Like me, you know your body is not behaving quite right - you just need to go through whatever is necessary to find your right partner in the medical community. Once you find him or her, everything will begin to fall in place.

Good luck with your next one!
Sue

Pollyest, can you get the blood results sent directly to YOU and/or to the NEXT neuro? I think that somebody (Annie??) mentioned that she DID have positive results, but it was somehow "lost"for YEARS -- maybe an "arrogant" physician?? I used to trust ALL doctors -- MG has made me very skeptical. I now have TWO neuros that I do trust -- a regular and a specialist -- but, I've THROWN AWAY about half a dozen neurologists!!

WHY did he suggest a clinical psychologist?? Why not a psychiatrist? Doesn't THAT sound a little odd? If your symptoms are psychosomatic, you might need meds -- and ONLY a psychiatrist could prescribe those.

The "thing" about MG -- a TRAUMATIC event OFTEN makes it "rear its ugly head". You can have MG for years and not know it -- someone dies -- and, suddenly, all of these symptoms FLARE. TOTALLY normal. Search Aristotle Onassis.
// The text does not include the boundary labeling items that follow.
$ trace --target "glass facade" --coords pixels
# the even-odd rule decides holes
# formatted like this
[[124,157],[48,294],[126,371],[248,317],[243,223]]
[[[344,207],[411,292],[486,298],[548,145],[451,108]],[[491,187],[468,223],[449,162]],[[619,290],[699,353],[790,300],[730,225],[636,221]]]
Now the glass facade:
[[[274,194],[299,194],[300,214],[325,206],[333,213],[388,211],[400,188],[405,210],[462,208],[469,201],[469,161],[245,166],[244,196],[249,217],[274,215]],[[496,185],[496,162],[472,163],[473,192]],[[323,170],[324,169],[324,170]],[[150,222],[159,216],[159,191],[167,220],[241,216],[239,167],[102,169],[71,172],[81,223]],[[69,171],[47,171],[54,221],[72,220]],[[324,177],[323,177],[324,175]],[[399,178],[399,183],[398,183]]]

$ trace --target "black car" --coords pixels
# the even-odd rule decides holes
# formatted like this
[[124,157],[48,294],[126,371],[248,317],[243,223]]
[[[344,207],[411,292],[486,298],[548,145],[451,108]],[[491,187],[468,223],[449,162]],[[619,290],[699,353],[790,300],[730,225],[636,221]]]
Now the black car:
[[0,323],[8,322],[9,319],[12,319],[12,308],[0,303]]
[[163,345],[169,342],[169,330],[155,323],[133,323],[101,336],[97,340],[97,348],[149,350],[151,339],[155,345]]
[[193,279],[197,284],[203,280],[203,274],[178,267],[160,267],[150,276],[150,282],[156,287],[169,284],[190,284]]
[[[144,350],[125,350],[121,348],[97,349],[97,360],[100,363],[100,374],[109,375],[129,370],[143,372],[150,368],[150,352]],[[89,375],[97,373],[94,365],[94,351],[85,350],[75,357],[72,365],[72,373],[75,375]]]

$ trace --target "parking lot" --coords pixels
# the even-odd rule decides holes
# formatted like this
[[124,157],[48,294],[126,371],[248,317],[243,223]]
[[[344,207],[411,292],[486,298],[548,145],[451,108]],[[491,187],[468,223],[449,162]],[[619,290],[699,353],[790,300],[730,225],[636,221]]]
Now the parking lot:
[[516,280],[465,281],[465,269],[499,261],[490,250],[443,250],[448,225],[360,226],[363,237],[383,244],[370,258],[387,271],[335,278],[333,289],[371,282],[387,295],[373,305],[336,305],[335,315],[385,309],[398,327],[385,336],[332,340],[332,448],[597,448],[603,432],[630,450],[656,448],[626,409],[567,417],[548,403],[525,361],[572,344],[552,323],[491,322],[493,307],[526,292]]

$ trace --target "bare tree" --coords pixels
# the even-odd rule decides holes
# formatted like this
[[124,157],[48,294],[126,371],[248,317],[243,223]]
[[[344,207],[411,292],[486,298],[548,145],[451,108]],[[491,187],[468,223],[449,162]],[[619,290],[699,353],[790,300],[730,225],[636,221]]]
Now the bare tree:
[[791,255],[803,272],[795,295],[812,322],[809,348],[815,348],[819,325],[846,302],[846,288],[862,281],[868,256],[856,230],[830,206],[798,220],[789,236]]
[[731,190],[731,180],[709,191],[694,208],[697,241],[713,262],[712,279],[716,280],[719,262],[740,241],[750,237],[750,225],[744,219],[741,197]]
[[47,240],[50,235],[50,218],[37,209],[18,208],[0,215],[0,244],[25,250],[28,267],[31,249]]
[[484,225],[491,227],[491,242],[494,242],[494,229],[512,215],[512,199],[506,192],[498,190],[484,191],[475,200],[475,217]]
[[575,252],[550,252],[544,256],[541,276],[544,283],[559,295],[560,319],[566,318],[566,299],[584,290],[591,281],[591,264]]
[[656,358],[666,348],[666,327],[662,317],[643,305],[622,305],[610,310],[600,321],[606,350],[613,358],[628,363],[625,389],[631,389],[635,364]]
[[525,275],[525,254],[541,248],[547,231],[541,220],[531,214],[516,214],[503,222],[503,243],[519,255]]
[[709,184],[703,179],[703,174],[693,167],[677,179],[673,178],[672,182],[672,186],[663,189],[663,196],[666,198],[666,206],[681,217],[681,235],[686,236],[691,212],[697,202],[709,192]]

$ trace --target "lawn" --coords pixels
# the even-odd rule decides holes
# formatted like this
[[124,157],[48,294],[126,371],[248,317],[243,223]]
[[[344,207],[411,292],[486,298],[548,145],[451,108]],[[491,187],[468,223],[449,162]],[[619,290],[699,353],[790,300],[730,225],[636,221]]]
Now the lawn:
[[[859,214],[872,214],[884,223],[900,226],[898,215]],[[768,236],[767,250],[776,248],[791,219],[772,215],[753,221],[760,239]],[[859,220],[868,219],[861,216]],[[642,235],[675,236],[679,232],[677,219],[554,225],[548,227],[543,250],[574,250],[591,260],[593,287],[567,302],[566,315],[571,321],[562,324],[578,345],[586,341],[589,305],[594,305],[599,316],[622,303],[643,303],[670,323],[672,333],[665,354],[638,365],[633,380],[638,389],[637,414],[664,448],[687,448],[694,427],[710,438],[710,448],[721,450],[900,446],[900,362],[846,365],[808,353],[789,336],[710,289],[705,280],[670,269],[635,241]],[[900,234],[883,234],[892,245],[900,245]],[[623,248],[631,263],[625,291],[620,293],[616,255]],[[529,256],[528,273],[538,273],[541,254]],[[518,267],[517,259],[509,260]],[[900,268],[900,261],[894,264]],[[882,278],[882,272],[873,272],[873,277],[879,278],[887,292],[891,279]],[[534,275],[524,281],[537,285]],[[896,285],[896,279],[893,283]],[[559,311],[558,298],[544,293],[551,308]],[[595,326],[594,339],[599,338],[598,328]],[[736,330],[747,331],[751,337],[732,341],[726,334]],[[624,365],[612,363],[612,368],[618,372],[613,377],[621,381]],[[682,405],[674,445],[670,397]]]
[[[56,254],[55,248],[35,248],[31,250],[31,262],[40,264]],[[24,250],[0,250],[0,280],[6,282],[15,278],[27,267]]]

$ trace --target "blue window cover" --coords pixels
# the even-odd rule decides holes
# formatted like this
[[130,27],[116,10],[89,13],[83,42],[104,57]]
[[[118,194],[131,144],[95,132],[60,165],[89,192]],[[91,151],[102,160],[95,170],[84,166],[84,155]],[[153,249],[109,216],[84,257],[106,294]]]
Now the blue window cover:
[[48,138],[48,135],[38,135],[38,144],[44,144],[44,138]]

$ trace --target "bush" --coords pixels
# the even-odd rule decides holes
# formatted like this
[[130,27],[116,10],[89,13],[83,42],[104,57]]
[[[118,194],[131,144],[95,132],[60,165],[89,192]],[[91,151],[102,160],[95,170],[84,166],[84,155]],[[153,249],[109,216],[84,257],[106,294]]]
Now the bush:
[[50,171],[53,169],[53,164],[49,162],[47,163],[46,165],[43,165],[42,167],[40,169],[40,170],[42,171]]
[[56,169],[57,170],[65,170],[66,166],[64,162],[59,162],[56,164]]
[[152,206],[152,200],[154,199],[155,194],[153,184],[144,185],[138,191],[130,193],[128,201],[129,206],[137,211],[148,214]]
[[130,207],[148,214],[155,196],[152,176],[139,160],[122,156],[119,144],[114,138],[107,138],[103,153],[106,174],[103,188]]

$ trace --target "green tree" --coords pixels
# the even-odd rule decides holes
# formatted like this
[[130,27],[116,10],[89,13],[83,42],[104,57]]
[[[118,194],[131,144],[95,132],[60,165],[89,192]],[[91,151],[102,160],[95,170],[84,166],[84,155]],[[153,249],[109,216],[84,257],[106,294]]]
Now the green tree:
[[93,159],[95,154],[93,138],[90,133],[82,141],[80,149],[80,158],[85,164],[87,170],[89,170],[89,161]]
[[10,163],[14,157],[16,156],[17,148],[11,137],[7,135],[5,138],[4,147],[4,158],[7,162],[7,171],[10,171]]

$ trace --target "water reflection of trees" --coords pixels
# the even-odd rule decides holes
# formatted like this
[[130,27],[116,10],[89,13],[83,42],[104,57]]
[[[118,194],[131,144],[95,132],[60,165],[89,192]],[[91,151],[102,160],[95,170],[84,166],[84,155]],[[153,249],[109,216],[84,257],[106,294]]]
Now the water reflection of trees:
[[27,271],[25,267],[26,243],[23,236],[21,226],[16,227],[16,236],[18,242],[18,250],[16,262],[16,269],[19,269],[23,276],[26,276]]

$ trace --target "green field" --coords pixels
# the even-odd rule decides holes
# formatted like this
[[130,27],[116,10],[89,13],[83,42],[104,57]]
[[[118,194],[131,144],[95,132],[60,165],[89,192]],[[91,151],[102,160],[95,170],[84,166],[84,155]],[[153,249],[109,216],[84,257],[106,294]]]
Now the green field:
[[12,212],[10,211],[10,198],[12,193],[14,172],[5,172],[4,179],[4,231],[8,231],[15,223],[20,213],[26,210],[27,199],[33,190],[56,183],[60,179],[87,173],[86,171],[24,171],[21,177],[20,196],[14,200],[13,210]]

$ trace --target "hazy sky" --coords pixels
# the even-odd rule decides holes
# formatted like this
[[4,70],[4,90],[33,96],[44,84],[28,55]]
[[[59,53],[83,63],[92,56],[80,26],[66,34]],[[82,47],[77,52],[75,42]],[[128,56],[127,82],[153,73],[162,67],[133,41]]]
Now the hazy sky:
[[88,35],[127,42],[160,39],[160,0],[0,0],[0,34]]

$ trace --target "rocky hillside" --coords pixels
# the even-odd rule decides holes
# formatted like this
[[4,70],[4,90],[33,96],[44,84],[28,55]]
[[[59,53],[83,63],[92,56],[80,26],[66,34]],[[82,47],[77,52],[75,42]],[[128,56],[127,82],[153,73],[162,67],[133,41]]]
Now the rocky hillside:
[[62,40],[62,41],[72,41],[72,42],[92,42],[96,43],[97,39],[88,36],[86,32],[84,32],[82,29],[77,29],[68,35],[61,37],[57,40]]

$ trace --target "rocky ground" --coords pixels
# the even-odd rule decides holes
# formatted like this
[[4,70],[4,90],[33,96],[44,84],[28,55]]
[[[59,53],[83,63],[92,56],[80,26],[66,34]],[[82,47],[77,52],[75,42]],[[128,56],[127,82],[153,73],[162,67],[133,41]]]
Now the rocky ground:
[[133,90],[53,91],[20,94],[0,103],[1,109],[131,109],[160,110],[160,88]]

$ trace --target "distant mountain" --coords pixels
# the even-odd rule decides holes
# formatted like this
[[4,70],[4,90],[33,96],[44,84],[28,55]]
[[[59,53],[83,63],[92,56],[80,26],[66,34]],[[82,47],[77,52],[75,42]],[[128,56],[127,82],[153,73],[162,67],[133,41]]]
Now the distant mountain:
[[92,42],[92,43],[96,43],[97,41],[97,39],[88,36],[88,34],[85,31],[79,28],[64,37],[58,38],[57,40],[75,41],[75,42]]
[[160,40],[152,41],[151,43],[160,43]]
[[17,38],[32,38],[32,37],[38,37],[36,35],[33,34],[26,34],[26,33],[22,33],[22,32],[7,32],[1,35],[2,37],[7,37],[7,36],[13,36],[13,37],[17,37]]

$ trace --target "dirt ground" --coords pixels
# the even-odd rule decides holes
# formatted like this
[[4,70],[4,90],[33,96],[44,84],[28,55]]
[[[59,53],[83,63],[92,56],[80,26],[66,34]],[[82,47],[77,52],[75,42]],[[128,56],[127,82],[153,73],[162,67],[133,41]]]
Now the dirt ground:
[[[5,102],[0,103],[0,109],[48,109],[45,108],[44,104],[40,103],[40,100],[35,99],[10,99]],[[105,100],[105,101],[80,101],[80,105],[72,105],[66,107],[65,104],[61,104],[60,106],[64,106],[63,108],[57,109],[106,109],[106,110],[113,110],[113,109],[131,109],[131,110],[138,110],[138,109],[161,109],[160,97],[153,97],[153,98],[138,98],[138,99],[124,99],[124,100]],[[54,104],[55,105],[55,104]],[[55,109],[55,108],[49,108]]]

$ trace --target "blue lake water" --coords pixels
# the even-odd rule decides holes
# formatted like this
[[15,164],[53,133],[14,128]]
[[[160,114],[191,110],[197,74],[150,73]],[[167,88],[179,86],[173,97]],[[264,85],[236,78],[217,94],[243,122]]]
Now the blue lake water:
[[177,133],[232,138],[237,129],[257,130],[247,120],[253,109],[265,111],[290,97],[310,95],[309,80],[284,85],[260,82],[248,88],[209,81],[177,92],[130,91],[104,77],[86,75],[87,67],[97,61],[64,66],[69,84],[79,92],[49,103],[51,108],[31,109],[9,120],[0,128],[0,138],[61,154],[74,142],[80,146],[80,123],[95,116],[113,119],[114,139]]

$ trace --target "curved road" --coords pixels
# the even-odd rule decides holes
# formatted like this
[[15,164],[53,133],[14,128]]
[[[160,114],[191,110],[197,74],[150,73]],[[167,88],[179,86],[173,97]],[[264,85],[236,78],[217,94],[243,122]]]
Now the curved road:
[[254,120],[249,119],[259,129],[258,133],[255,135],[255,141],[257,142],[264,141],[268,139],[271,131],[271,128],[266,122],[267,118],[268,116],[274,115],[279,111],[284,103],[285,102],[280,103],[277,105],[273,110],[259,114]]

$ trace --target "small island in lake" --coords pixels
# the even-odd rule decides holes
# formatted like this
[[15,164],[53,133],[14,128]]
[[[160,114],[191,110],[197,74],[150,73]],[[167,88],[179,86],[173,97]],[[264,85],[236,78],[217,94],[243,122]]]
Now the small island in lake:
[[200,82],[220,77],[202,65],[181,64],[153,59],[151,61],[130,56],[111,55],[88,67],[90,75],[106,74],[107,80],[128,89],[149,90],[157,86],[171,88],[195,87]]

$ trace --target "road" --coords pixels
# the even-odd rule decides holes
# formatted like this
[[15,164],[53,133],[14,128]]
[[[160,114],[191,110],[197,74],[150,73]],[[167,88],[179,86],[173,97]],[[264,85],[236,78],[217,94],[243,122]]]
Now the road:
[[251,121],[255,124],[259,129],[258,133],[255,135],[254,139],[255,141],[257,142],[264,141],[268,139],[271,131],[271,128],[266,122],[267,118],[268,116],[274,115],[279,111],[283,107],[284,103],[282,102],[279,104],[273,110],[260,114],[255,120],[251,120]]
Pollyest, If you makes you feel any better - your Dr sounds exactly like mine. He can see nothing wrong and as the tests are normal - I do not have MG. I can argue until I am purple in the face about how the muscle strength varies through the day, improves with rest etc - but unless he can see it happen - it does not exist.

I am impressed by the fact you can see a new Neuro next week. I am back to my GP next month .. and may try another Neuro but each time I do this,I have to wait 3 months for an appt as a new patient.

I am also wondering how people get Mestinon when they are seronegatives. My ( ex) Neuro flatly refused as he said he cannot prescribe it until I have a positive test result.

I am wondering how Australia can be so backward when it comes to MG.